I wouldn't give raw eggs too often... if at all.
There is something in them that causes a biotin deficiency.
It prevents their bodies from absorbing Biotin and they really need it.


----------



## American_Pit13 (Apr 23, 2007)

You could use a raw egg once a week if you would like, and with the chicken you are much better off feeding it raw, as cooking ruins it as far as the dog is concerned. Dogs are not meant to have cooked food. No one cooks a deer before a wolf eats it.

I am also same as miss Dixie up there. I am a girl too lol. The majority here is actually lmao.


----------



## Blue~Diamond (Sep 4, 2011)

MamaTank said:


> Welcome to the forum! Pretty girl you got there
> I really don't know much about Bullies, but she's really cute


Thank you so much ) u have a cutie yourself..


----------



## Blue~Diamond (Sep 4, 2011)

Wow great advice and Fast!! Sorry again dont wanna affend anyone.. So raw chicken is better!! Sounds good . have you ever heard of Bully Max supplements?? Wanna know if any one tryed them before?


----------



## MamaTank (Jun 12, 2011)

Blue~Diamond said:


> Thank you so much ) u have a cutie yourself..

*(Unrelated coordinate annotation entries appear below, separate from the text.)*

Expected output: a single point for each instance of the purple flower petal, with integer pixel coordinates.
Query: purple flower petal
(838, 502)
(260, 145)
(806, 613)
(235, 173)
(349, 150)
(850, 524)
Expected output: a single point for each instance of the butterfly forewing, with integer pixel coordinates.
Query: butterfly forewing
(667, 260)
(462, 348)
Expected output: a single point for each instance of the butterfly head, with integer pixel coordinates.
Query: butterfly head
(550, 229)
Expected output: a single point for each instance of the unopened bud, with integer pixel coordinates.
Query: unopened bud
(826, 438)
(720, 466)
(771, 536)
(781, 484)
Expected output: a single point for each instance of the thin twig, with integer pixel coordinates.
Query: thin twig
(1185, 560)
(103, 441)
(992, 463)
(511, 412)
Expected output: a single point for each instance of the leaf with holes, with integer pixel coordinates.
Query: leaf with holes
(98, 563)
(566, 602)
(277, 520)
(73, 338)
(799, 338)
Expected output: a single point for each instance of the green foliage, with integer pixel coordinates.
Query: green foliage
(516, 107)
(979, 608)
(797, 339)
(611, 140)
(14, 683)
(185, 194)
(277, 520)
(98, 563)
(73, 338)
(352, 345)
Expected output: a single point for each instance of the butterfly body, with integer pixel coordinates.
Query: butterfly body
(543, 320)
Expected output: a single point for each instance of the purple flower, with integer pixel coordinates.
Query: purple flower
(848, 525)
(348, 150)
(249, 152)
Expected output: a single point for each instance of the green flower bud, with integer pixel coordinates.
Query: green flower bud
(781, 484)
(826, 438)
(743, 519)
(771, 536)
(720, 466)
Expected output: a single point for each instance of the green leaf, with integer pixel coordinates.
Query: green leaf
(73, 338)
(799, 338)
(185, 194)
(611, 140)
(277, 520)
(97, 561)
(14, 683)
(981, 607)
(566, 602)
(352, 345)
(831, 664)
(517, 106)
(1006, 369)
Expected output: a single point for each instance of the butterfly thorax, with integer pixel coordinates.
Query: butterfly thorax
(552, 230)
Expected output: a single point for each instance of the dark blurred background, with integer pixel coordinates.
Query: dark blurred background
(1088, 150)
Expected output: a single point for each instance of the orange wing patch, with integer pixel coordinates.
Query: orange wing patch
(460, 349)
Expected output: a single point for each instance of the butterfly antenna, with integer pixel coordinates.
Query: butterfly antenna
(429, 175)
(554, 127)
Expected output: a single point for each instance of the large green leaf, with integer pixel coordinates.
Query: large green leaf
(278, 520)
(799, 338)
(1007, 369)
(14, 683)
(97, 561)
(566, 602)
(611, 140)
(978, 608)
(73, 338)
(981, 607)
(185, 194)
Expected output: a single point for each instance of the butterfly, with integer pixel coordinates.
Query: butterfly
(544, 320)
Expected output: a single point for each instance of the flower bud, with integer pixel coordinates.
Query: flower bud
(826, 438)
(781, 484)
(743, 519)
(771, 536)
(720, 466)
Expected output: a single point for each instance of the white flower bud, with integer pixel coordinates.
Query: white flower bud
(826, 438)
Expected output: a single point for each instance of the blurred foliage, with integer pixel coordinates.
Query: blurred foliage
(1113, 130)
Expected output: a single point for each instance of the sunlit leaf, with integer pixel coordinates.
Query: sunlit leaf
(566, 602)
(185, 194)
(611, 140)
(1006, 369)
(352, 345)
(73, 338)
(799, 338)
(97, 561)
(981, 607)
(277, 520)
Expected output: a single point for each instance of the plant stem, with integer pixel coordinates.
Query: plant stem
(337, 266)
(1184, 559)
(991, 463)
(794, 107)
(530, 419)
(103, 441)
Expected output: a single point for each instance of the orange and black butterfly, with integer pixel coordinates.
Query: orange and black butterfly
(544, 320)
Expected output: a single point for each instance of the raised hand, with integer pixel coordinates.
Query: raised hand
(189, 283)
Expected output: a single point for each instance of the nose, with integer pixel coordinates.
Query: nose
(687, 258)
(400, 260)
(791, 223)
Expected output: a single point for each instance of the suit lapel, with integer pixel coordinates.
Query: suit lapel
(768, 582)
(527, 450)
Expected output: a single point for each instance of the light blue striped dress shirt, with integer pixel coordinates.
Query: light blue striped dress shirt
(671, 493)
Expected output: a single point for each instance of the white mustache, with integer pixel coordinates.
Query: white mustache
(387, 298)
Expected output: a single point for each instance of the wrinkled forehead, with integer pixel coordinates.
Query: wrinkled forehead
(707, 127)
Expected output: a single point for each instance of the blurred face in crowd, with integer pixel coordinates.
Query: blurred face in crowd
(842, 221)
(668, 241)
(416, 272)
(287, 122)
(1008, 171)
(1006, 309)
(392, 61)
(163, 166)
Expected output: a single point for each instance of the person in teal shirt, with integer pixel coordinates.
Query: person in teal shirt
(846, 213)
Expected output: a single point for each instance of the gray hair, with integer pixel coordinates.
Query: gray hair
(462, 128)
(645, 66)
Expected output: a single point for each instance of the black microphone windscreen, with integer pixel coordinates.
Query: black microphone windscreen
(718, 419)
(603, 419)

You're welcome, and thank you!


----------



## Xiahko (Feb 24, 2010)

Beautiful dog!


----------



## 9361 (Jun 25, 2009)

I bet she will round out in the 60lb range if kept at a healthy weight. Just remember it's less about weight and more about proportion. My dog stopped gaining weight at around a year but still filled out in other body places til she was about 3.


----------